Notre future plateforme d’accompagnement pédagogique (PAP) s’inscrit pleinement dans ces changements de pratiques.

Comme le rappelait Jean-Pierre Kahane dans de récentes réflexions que l’on trouvera sur le site de la CFEM, ce n’est pas la première fois que l’on annonce un plan pour les mathématiques. Du temps de Claude Allègre, des propositions audacieuses avaient été avancées. Il n’en est pas resté grand-chose. La volonté politique est indispensable. Bien entendu, c’est déjà en termes de moyens que l’on pourra la juger.
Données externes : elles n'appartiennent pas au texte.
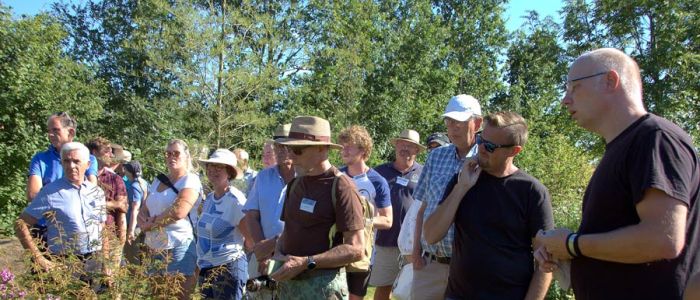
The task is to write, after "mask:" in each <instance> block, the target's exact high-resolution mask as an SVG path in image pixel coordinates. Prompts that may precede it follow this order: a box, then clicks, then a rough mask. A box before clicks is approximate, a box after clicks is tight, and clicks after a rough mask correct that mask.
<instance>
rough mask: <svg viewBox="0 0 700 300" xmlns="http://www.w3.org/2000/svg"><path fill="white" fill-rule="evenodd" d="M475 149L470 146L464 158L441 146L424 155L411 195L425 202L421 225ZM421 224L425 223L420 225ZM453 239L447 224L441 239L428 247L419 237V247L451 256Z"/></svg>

Mais elle ne se réduit pas à cette composante. Quand il est proposé un rapprochement entre les enseignants du secondaire et ceux de l’université, il faut permettre l’apparition de conditions favorables à un tel rapprochement. Le combat contre les stéréotypes sexués est essentiel, mais si une politique de sensibilisation telle qu’elle est prévue dans ce plan est nécessaire, il semble également indispensable de donner aux enseignants, hommes ou femmes, la formation pour débusquer ces stéréotypes dans leurs propres pratiques. Les apports de la psychologie cognitive peuvent se révéler essentiels.

Ce plan ne laisse pas la responsabilité de sa réussite seulement du côté institutionnel. Il nous demande de réfléchir à des questions importantes : les programmes, les évaluations, le redoublement, et d’une certaine façon, plus généralement, sur ce que nous voulons que soit l’enseignement (des mathématiques) dans les prochaines années. Le ministère semble souhaiter que la coopération qu’il a commencée avec la communauté mathématique se poursuive. Nous y sommes bien sûr pleinement favorables et nous serons partie prenante des prochaines rencontres qu’il y aura avec les conseillers ministériels. Il est nécessaire que notre association soit une véritable force de propositions, ce qui implique que nous mettions en œuvre rapidement une réflexion sur l’ensemble des aspects soulevés par ce plan.